1. Commit to learning how to work through personal conflict. This means promising yourself not to ignore it, not to give in just to keep the peace and not to insist on having your way. The most difficult type of conflict will always be the ones that take place between you and the people closest to you but being able to resolve these will always have the most impact in just about every aspect of your life – including the quality of your sleep.
2. Come to an agreement with the people you are closest to that conflict is normal, natural and that it can be dealt with. Many people grow up in so-called ideal homes where parents are never seen in heated discussions; just as many grow up exposed to violent or threatening fights. Both groups come away from these experiences with a skewed view of conflict and they either handle it aggressively or avoid it as much as they can.
3. Be aware of your feelings. You might want to keep a journal where you can write down your feelings and allow yourself to vent. Keep the journal all about things that happened as well as how you feel. Keep the journal in a safe, private place. Review your journal regularly and ask yourself how you can respond constructively and assertively should the same things happen again.
4. Try to identify the triggers that set you off. Ask yourself why you reacted the way you did.
5. Begin to accept that working through personal conflict is not equal to winning an argument or getting your way. Neither is it equal to giving in without a fight just to keep the peace.
6. Learn to listen actively and have empathy. Try to see beyond what people are saying and be sensitive to their non-verbal ways of communicating.
7. Gather your thoughts and emotions; define the conflict as you see it then invite the person to a dialogue. Set the activity to be a non-threatening one and allow the other party to have a say in planning it or even determining what should be discussed.

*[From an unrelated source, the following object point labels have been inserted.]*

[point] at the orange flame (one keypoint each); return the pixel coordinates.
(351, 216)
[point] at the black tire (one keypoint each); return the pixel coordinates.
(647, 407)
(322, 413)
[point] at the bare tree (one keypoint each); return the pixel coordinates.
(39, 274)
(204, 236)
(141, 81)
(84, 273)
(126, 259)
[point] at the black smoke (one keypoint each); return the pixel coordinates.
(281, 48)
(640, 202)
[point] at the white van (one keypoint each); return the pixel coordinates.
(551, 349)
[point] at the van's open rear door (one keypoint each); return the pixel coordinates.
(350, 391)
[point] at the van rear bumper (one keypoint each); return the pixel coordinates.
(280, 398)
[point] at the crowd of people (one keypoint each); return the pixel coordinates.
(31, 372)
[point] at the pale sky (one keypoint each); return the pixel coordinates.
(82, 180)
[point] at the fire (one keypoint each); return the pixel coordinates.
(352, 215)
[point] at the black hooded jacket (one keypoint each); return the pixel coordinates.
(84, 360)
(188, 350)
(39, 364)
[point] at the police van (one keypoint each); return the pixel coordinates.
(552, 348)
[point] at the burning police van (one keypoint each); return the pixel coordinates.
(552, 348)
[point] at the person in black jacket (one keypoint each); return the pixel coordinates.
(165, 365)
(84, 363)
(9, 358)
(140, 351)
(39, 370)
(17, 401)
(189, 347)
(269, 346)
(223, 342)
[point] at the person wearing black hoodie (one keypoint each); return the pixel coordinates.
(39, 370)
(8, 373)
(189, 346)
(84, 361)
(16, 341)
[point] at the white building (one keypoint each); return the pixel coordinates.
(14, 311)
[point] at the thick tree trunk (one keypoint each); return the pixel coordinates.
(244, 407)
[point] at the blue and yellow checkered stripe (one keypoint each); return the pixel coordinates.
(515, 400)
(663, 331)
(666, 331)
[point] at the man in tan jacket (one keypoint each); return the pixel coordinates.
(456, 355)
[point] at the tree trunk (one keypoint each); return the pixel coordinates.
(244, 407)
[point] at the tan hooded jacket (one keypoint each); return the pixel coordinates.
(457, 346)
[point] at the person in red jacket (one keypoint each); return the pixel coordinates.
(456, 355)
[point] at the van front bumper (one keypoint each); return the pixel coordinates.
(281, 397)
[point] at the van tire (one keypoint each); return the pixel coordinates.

8. If necessary, call on a third party to manage the dialogue. Ask someone both you and the other party trust – someone who will be objective about the whole process and will not take sides.
9. Set aside at least 2 hours for the process and make sure there are no interruptions. While the dialogue is going on, commit to not resorting to name-calling, physical violence or walking out.
10. Allow the other person to have his say. Do not interrupt or defend yourself while he is talking.
11. Refrain from making absolute statements by using words like never or always. Speak only about the specific times when a behavior occurred.
12. Ask for a break when the discussion becomes too heated or when it reaches an impasse but don’t walk out. A short break will allow emotions to cool down and will enable both parties to think clearly.
Conflict will be present in any relationship because it would very unrealistic to expect any two people to agree on everything. Conflict arises from differing needs and opinions, from perceptions that may or may not be based on reality.
However, people can work through personal conflict and manage it if they are willing to learn how to control their own behavior, pay attention to what others really saying and how they feel and most of all develop respect for the opinions of others.